江頭:いや、小学校も中学校も高校も必ず俺より面白い奴がいて、いつもそいつに負けてましたね。だから常にそいつと違う笑わせ方がないか、いつも模索していました。そのうちにビートたけしさんに出会って。

たけし・お笑い・アムウェイ

──芸人になろうと上京されたんですよね。

江頭:たけしさんのオールナイトニッポンが無茶苦茶好きで、たけしさんのところへ行こうと思ったんですよ。でもその時アルバイトしていてアムウェイの洗剤を売ってて。それでなんか他にいいアルバイトがないもんかとフロムAをみてたら、大川興業の記事が載ってて、たけしさんの弟子になるんだから、勉強のために総裁を見に行ってみようかなと。どうせ花火とか古くさいことやってんだろとタカをくくってたら、全然違うことやってるんですよ。芝居とパフォーマンスが笑いに繋がってる公演に、もう驚いた。よく考えればたけし軍団はすでにいっぱいいるし、こっちだろって。しかも総裁が「みなさんアンケートを書いて下さい。ウチはアムウェイ方式で伸ばしていきますんで」って言うじゃないですか。お笑い! アムウェイ! ここだァ~とその言葉でピタァ~ってきまして。で、オーディションを受けた。

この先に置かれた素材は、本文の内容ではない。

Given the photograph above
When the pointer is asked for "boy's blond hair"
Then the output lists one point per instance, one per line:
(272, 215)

──次試験は作文。ラサール石井さんの『芸人になるための本』っていうのがあって、それを右から左へそのまま丸写しして、スッて送ったら合格しちゃって。二次試験は実技。みんな一人コントとかやってて、俺は「人に見せるものありません」て答えたんですけど、「でも何か見せろ」って言われたんでアムウェイの洗剤を紹介したら、それで合格。

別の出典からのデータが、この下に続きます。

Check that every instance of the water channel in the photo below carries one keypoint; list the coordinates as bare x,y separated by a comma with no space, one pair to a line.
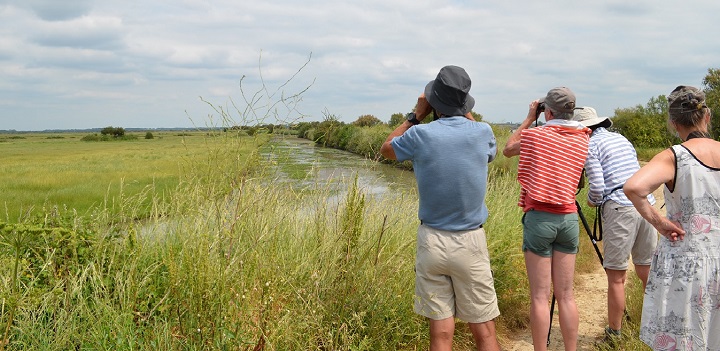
304,164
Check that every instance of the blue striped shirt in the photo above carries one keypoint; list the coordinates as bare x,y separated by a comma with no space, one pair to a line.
611,161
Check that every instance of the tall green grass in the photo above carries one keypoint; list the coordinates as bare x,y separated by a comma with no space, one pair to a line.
44,171
231,258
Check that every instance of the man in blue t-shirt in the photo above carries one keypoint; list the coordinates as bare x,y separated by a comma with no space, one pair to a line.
450,159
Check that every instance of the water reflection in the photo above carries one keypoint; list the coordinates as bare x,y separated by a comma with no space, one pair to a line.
303,165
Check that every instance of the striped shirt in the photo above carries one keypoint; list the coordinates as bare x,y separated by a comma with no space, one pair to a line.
611,161
550,165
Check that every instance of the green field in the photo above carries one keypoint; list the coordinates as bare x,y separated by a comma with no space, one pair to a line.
43,170
183,242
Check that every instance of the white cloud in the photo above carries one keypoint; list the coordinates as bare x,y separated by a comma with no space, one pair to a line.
145,64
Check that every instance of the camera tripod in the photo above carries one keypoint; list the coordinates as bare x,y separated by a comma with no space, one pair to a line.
594,238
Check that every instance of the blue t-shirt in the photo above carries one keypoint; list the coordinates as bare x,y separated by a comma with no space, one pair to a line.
450,159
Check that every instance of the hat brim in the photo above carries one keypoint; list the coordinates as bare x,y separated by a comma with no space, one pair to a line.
445,109
604,122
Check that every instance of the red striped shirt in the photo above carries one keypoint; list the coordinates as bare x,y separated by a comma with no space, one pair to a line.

 (総裁がいらしたんで江頭さんの初印象を伺ってみる)

総裁:1m90cmのバレエ踊る人とか、UFO呼べる人とか。わけのわからない人が多くて、江頭の印象はそれに比べると薄かったよ。でも江頭以外に入りたい人いなかったからな。選択の余地なしだった。

ネタは頭でやるんじゃない~ただ笑わせたいだけ

──でもダークホースだった。

総裁:最近のヤツは頭でネタやるじゃない。そこじゃないんだよ。芸人なんてみんなキチガイなんだよ。昔はさぁ、社会の爪弾きもんだぜ。江頭はそれを普通にやってるだけだよね。こいつは頭で考える前に動く。

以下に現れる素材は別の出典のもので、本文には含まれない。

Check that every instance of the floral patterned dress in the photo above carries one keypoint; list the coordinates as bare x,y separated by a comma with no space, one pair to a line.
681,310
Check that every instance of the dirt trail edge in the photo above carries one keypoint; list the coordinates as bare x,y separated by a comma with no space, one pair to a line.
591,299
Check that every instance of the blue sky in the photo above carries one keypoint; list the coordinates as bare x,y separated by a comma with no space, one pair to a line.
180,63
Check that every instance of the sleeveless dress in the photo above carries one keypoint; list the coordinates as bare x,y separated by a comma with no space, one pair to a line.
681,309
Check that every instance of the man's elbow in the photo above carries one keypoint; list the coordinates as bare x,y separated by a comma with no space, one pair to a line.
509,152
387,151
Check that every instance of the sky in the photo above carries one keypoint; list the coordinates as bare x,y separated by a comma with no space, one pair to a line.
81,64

江頭:俺はただ笑わせたいだけ。だって気持ちいいですもん。それ以外にわけはないです。

──江頭さんの笑いって常にスリルが伴うのはなぜなんでしょう。

江頭:高校の頃とかは裏本の切り抜きを透明の下敷きに入れて、一番厳しい先生の前でわざとらしく扇いでみたり。小学校の頃は一番頭の弱い子を驚かせては笑いをとってみたり。目をひんむいてみせると「キャー」って逃げ出すのを見せて笑いをとる、タチの悪いいじめっこでしたね。あんまり今と芸風は変わってない。驚かせるのがとにかく好きなんですよ。驚きの一番上は恐怖じゃないですか。それと笑いはいつも俺の中で一緒なんですよね。